Par ailleurs, la réapparition du Mouvement du 23 mars remet en cause la stratégie sécuritaire du pouvoir axée sur l’état de siège, le summum des mesures exceptionnelles. Alors que, devant les députés nationaux en 2021, Sama Lukonde avait envisagé et promis la proclamation de l’état d’urgence en Ituri ainsi qu’au Nord et Sud-Kivu. La mise en œuvre de cette dernière option en aurait rendue aisée des évaluations pour, éventuellement, autoriser le passage ou non à l’état de siège. Hélas !
L’élaboration, à ce stade, des éléments de langage sur le volet sécuritaire ne pourrait contredire les tristes réalités que les populations de l’Est, le centre du jeu électoral en 2006, 2011 et 2018, expérimentent au quotidien. Une promesse de plus à leur faire? Certainement pas. «Mieux vaut mille refus qu’une promesse non tenue», selon un proverbe chinois.
La fermeté de Félix Tshisekedi doublée de son intransigeance de négocier avec ce “mouvement terroriste” ont semblé donner émotionnellement satisfaction à plusieurs Congolais… Ils sont fiers de cette affirmation de la dignité de leur chère patrie, ne serait-ce que dans les mots en attendant de réunir les conditions nécessaires pour les traduire en actes.
Cette fermeté, que le Conseil de sécurité de l’ONU – dont les représentants des membres ont tout récemment séjourné à Kinshasa puis à Goma – ne semble pas partagée, mettrait en difficulté des initiatives diplomatiques en cours sur la crise dans l’Est du pays. Difficile, dans ce contexte, pour la Commission électorale nationale indépendante (CENI) de mener ses opérations d’identification et d’enrôlement des électeurs dans une partie du Nord-Kivu, occupée par le M23.
Négocier avec ce “mouvement terroriste “, c’est, pour Félix Tshisekedi, renoncer à la caution du soutien de ceux qui ont apprécié sa dureté langagière contre ce groupe armé et, surtout, le Rwanda de son (ex?) “frère” Paul Kagame. En même temps, c’est perdre le peu de marge qu’il aurait pour tenter d’affûter ses éléments de langange sur la situation sécuritaire dans le but de persuader les électeurs malgré le résultat mitigé.
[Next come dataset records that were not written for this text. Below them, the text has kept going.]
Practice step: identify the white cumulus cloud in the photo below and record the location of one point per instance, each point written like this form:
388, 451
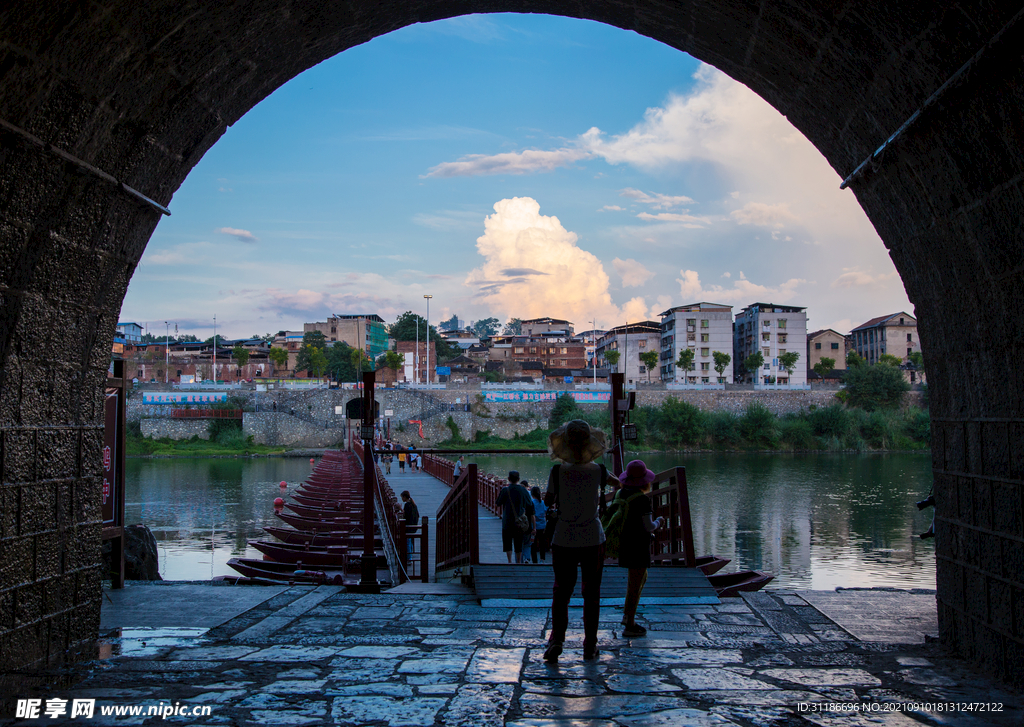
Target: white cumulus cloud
534, 266
633, 273
853, 278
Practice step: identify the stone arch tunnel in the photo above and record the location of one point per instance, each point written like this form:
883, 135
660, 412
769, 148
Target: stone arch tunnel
105, 107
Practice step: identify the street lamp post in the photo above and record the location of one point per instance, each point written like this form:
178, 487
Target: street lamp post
167, 355
428, 297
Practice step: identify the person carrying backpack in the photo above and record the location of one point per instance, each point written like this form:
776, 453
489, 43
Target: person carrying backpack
635, 538
579, 539
517, 516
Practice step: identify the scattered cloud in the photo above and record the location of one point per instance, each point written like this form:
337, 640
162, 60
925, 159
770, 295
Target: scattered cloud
853, 278
526, 162
633, 273
762, 215
742, 291
521, 272
563, 280
657, 201
184, 254
244, 234
448, 220
690, 220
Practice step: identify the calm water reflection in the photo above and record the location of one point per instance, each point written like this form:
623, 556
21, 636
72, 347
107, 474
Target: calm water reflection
814, 520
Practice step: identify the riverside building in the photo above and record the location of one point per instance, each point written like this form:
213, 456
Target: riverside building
773, 330
702, 328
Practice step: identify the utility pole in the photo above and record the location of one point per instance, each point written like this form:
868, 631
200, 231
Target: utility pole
167, 355
428, 297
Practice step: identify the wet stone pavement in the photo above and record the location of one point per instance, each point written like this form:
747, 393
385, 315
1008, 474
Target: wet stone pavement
322, 656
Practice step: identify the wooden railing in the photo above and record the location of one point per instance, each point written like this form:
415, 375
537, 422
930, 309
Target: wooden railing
457, 540
670, 499
389, 507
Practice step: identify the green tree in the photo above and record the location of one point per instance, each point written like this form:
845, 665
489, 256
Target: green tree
754, 362
788, 360
241, 354
565, 409
339, 362
680, 422
279, 356
871, 387
685, 360
721, 361
404, 329
450, 325
649, 359
824, 367
513, 328
485, 328
390, 359
360, 361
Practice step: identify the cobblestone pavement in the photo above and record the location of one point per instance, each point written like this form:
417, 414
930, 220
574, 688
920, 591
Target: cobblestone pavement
315, 656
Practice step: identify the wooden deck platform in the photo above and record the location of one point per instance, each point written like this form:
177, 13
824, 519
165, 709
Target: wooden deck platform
527, 585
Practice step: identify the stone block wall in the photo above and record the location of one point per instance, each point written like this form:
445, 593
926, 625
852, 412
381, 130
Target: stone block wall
279, 429
175, 428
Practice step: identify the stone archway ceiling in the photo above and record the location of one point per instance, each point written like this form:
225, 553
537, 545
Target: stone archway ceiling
125, 94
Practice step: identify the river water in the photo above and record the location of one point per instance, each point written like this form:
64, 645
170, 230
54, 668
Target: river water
816, 521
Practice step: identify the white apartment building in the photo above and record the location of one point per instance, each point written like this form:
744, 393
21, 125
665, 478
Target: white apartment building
630, 340
773, 330
702, 328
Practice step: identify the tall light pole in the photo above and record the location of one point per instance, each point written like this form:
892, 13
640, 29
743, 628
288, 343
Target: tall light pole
428, 297
167, 355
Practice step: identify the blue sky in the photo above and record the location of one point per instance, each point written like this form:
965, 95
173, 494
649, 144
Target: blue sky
509, 166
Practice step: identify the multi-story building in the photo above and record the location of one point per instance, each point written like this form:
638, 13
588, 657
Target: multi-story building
702, 328
131, 332
415, 360
357, 330
773, 330
631, 340
536, 327
825, 344
896, 334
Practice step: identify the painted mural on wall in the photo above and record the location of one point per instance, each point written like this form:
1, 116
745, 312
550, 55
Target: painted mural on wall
580, 396
179, 397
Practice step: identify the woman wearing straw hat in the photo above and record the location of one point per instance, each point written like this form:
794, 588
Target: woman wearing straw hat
634, 547
578, 538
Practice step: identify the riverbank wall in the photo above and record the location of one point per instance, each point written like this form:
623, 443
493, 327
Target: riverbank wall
322, 418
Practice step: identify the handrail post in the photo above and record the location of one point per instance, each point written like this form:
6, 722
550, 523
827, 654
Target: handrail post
683, 501
368, 563
474, 518
424, 544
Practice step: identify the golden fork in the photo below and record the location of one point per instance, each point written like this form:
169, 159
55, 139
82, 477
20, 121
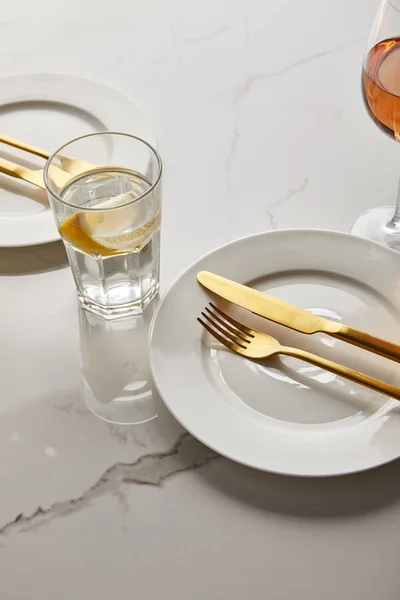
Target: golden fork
254, 344
34, 176
73, 166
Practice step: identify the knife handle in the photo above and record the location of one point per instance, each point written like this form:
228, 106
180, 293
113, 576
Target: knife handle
368, 342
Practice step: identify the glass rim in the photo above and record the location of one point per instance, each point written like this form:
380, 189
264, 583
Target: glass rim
98, 133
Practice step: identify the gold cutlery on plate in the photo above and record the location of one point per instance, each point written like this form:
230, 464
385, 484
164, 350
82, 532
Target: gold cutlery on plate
292, 316
257, 345
33, 176
73, 166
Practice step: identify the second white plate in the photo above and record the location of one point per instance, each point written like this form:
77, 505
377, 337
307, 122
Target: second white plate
285, 415
47, 110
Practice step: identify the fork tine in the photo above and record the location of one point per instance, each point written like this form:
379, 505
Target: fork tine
230, 336
242, 328
220, 338
229, 327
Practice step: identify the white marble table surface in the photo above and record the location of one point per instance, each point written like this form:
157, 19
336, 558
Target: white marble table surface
258, 110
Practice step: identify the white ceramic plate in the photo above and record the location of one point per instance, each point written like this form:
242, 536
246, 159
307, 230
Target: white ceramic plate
284, 415
47, 110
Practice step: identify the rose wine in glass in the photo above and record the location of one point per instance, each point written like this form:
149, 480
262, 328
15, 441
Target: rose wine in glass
381, 93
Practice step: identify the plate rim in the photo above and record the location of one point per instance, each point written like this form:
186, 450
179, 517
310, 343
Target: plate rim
276, 232
54, 237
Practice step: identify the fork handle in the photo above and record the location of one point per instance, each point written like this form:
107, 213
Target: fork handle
366, 380
368, 342
23, 146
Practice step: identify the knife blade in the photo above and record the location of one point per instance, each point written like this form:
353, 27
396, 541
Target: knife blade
292, 316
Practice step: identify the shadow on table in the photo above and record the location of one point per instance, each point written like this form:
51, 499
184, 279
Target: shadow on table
308, 497
29, 260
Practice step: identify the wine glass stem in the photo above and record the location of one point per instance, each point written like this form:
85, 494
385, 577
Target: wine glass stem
395, 222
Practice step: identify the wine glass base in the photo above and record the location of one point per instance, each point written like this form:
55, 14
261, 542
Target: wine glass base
377, 224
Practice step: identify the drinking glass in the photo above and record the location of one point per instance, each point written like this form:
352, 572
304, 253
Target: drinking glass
105, 193
381, 93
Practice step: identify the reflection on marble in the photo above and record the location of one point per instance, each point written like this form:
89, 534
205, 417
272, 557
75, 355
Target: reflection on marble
116, 379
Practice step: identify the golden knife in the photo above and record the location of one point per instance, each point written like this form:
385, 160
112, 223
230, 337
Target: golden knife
293, 316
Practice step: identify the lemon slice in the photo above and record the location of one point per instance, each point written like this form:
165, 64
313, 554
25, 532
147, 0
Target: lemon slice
115, 229
100, 224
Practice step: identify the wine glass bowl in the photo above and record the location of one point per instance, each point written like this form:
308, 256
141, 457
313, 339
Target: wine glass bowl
381, 94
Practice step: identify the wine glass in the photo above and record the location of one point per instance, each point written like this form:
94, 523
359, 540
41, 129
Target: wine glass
381, 93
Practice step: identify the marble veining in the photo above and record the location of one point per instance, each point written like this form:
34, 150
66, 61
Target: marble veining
153, 469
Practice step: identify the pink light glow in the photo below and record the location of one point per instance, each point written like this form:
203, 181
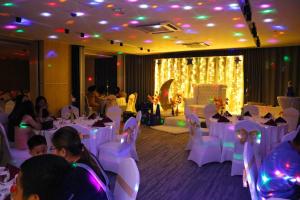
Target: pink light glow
10, 27
265, 6
239, 25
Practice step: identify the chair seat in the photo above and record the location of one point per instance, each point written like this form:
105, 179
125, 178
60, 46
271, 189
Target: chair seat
115, 148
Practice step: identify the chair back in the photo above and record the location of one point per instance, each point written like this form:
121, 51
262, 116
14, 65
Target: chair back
291, 115
131, 103
209, 111
252, 109
128, 180
251, 169
291, 135
66, 111
114, 113
5, 153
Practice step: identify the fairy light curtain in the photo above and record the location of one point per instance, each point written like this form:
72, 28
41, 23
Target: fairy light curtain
226, 70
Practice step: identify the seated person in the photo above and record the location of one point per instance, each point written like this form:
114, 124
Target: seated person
278, 175
67, 144
41, 109
41, 178
25, 124
93, 98
37, 145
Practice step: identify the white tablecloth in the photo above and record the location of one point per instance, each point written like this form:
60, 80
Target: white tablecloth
271, 135
92, 136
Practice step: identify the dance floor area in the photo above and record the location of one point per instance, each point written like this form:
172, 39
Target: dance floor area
166, 174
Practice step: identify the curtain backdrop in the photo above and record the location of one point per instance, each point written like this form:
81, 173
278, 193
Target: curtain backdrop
266, 71
186, 72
Dès lors, la fermeté face au M23 serait, à moyen terme, l’option plus ou moins bénéfique pour Félix Tshisekedi. Quoique cela entraînerait le report des élections dont le glissement s’avère de plus en plus évident.
Problème ? L’incertitude quant à la capacité de Félix Tshisekedi de fédérer, autour de lui, les Forces politiques et sociales contre le M23 et sur les élections comme ce fut le cas contre le FCC du “Raïs” en fin 2020. Le report des élections, suite au M23, pourrait, faute d’un fort soutien interne, affaiblir, à terme, le pouvoir et le mettre dans l’impasse. Une situation qui pourrait amoindrir les chances d’une réélection aisée du candidat naturel de l’UDPS.
Les qualités de tribun de Félix Tshisekedi, héritées de son père, le rapprocheraient de l’éloquent et audacieux Laurent-Désiré Kabila dont le fils, taiseux, n’aurait pas assez à reprocher à la nature suite à son ipséité assez énigmatique pour rester 18 ans au pouvoir dans un Etat, au départ, émietté.